Oil and Consumption

A heated debate has begun over my post this weekend regarding the price of oil. I’ve been informed that while someone who shall remain nameless understands my point, I have been beating around the bush about it.

So here’s my point:

Gas prices are affected by consumption. The only reason that we’re paying 40 bucks a barrel right now for oil is because people will pay it. That’s consumption right there. If people weren’t buying the stuff, it wouldn’t be that expensive.

Those who consume the most, shouldn’t complain about gas prices, because the rest of the world looks at them and says to themselves: “But you’re the problem!”

In actuality, the problem is that we consume oil at all, not the volumes in which we consume it. Our society and our economy has become so dependent on this one commodity that it has more value to us than gold, even though it is less expensive.

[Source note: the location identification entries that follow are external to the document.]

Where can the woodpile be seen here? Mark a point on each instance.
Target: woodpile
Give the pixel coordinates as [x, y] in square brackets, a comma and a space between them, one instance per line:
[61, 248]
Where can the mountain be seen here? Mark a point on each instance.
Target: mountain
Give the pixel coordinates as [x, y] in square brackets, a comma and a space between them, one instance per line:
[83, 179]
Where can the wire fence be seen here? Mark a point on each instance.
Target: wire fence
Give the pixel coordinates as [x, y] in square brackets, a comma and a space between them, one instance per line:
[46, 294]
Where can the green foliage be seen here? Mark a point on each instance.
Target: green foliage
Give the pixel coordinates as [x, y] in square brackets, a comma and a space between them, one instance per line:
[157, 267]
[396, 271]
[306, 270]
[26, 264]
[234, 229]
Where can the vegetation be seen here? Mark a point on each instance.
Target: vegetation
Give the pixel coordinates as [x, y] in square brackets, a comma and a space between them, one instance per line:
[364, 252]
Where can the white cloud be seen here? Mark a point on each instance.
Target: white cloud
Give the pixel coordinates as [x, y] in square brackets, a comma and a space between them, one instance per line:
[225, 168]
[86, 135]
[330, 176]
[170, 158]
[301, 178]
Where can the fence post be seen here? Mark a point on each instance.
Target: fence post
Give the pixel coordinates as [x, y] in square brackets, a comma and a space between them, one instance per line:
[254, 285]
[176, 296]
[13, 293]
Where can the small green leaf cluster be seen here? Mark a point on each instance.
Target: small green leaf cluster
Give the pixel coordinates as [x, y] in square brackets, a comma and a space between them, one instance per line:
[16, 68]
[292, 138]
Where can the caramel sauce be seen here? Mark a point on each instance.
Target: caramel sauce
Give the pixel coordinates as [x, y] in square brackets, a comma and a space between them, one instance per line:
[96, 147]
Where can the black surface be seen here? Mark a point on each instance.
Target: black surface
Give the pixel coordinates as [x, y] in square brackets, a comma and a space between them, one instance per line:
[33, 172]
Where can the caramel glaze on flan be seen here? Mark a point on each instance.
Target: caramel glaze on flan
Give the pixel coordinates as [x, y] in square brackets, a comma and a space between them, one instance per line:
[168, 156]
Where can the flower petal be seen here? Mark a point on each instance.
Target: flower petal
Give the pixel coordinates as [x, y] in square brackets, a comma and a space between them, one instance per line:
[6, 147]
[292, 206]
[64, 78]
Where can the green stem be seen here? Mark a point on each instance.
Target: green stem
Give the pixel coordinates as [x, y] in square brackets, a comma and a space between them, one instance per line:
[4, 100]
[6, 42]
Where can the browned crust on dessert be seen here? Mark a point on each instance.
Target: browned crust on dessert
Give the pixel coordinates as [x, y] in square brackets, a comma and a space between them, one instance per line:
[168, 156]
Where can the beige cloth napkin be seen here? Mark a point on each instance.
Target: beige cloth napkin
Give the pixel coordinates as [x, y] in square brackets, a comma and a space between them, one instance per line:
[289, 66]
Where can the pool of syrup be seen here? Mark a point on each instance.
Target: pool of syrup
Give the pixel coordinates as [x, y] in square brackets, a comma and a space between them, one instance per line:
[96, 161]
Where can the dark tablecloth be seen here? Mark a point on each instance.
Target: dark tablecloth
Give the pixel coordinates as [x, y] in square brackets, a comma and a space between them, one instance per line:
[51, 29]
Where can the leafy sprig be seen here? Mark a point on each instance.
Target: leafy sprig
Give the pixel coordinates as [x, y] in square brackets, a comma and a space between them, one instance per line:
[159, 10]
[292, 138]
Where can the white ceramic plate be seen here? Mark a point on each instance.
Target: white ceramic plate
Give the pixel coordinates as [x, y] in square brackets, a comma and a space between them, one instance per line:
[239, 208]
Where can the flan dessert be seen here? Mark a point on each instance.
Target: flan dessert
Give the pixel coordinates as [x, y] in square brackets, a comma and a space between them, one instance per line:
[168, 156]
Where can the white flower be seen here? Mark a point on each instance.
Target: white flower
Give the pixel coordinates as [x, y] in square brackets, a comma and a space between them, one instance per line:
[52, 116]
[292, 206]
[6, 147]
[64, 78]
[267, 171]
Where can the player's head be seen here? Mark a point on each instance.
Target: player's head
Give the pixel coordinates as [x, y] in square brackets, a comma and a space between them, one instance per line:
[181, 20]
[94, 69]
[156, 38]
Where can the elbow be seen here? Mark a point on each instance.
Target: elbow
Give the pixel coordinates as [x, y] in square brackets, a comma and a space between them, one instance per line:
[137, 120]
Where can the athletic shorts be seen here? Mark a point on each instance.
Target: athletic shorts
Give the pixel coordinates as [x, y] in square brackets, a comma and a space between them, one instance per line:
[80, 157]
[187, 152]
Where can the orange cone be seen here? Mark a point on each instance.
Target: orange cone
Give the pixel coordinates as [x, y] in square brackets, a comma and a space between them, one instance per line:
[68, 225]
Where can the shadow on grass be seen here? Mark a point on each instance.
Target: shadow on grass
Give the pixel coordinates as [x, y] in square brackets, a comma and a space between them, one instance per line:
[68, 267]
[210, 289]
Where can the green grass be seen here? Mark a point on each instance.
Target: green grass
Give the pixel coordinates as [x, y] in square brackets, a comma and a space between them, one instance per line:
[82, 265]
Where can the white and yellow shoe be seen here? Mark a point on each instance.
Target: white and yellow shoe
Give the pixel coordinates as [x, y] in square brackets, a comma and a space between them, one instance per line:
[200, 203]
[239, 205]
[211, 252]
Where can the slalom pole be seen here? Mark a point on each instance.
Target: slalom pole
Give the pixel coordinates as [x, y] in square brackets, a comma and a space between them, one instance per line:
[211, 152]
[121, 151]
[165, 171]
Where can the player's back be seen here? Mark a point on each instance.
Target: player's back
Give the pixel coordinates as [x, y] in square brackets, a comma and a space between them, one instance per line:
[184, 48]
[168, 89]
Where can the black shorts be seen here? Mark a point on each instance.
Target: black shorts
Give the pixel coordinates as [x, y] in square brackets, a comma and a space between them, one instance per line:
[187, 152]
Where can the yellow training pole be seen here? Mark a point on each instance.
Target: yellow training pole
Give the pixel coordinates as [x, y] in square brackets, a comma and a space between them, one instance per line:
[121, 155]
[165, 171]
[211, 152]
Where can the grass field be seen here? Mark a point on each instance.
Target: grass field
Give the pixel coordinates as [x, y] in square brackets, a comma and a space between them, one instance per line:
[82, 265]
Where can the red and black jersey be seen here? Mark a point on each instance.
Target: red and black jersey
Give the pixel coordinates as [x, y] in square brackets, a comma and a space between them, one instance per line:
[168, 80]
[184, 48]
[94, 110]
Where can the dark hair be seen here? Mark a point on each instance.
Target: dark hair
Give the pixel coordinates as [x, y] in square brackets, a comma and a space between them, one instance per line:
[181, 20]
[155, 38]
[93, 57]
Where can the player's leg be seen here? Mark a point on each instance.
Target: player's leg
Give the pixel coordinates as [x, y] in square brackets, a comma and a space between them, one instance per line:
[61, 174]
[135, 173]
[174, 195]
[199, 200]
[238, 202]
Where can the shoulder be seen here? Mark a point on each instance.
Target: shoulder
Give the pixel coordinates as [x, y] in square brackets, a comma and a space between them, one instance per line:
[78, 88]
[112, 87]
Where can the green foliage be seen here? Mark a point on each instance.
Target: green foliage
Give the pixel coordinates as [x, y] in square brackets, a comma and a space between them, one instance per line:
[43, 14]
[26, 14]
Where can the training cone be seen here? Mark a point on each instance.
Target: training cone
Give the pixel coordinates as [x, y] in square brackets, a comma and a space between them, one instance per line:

This dependency gives others the power to control us. As long as we’re addicted to oil, we’re going to pay what ever someone else decides the price should be. Instead of setting that price for ourselves.

The only real way to reduce the price of oil is to eliminate or severely reduce the demand for it. The logical way to do that, is to increase variety in types of fuel available for consumption, and to reduce the price to the point where the average consumer has easy access to these alternative fuels and finds it economical to their own needs when compared to other sources of energy.

In short, if you’re upset about the price of gas at the pump, support alternative fuel technologies by buying the (incredibly expensive) hybrid electric cars that are available for sale now, buy a car that gets better gas mileage, or contribute to research for the development of alternative fuels.

Griping about it won’t solve anything, and alternative fuels will not become a reality so long as we continue to feed the demand for oil.